Pitch 3 (5.6): Fifth class pretty much the whole way, with a bleached, wide, low-angle 5.6 crack at the top. Belay at the trees - a 48" sling makes for an easy belay set-up.

It may be possible to do this in two pitches with a 70m, but communication difficulties, rope drag, and length will conspire against you. The three pitch split-up feels natural.

I haven't done any routes above, but this is a great way to access the upper cliffs.
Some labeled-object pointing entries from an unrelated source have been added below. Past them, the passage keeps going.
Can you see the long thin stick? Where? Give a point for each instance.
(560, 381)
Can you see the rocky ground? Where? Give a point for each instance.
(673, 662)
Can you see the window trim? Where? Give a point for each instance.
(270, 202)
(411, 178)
Hike to the base of Lower Eight Mile Buttress. Locate the massive left facing dihedral, and scoot up the starting slab that angles to the left. If your starting spot has a bolted line branching to the left (Thunderball, bolted 10c), and a large overhang further left of that, you are in the right place.


Depending on your comfort level, bring somewhere between a half rack and two racks of cams, with one set of nuts. Most of the cruxes protect well with big cams (2"-4").
The descent to the west was uncomfortable. Bring descent shoes, and use your best discretion. The hike down the east side may be better.